Department of Health Management and Health Economics, University of Oslo, Oslo, Norway.
Am J Obstet Gynecol. 2011 Jul;205(1):45.e1-9. doi: 10.1016/j.ajog.2011.03.043. Epub 2011 Mar 26.
We sought to identify predictors of preferences for cesarean among pregnant women, and estimate how different predictors influence preferences.
This was a cross-sectional study based on the Norwegian Mother and Child Cohort Study (n = 58,881).
Of the study population, 6% preferred cesarean over vaginal delivery. While 2.4% of nulliparous had a strong preference for cesarean, the proportion among multiparous was 5.1%. The probability that a woman, absent potential predictors, would have a cesarean preference was similar (<2%) for both nulliparous or multiparous. In the presence of concurrent predictors such as previous cesarean, negative delivery experience, and fear of birth, the predicted probability of a cesarean request ranged from 20-75%.

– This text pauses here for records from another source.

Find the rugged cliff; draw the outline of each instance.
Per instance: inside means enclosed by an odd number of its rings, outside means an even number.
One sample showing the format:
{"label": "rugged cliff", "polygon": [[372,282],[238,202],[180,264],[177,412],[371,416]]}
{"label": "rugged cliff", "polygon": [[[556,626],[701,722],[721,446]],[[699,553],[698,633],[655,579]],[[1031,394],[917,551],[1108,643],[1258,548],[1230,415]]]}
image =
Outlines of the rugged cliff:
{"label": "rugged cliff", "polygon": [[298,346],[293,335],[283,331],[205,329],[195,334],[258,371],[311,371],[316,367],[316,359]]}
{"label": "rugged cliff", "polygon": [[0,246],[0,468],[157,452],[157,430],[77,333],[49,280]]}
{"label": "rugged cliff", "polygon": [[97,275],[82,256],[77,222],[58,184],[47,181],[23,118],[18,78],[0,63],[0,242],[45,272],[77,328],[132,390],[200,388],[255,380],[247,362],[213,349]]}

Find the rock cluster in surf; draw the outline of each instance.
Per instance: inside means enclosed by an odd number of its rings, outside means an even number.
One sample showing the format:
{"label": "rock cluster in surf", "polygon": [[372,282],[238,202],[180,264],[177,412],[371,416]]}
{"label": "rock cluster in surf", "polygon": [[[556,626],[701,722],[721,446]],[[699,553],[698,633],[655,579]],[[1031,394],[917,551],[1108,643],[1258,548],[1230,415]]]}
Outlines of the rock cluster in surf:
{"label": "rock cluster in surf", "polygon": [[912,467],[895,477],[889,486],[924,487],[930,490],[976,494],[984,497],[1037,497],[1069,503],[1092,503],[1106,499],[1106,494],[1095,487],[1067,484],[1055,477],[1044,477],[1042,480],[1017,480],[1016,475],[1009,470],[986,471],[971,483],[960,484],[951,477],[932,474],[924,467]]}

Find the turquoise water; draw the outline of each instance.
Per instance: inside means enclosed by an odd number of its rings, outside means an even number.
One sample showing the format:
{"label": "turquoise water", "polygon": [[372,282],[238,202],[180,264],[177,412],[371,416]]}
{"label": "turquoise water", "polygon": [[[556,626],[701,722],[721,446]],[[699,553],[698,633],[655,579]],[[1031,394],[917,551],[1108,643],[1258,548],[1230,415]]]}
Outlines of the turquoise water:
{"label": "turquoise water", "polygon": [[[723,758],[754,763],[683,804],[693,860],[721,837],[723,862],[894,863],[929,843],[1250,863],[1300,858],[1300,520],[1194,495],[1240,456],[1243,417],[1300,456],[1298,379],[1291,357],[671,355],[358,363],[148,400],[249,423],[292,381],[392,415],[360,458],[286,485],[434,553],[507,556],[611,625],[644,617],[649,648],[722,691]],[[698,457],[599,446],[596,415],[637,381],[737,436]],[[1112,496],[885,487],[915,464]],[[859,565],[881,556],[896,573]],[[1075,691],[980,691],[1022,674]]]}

The proportion of women with a strong preference for cesarean was higher among multiparous than nulliparous women, but the difference was attributable to factors such as previous cesarean or fear of delivery and not to parity per se.
我们旨在确定孕妇对剖宫产偏好的预测因素,并估计不同的预测因素如何影响偏好。
这是一项基于挪威母亲和儿童队列研究(n=58881)的横断面研究。
在研究人群中,6%的人更喜欢剖宫产而不是阴道分娩。虽然初产妇中有 2.4%强烈倾向于剖宫产,但经产妇的比例为 5.1%。在不存在潜在预测因素的情况下,初产妇和经产妇选择剖宫产的概率相似(<2%)。在存在同时存在的预测因素(如先前的剖宫产、负面分娩经历和对分娩的恐惧)的情况下,剖宫产请求的预测概率范围为 20-75%。
与初产妇相比,经产妇中强烈倾向于剖宫产的比例更高,但这种差异归因于先前的剖宫产或对分娩的恐惧等因素,而不是产次本身。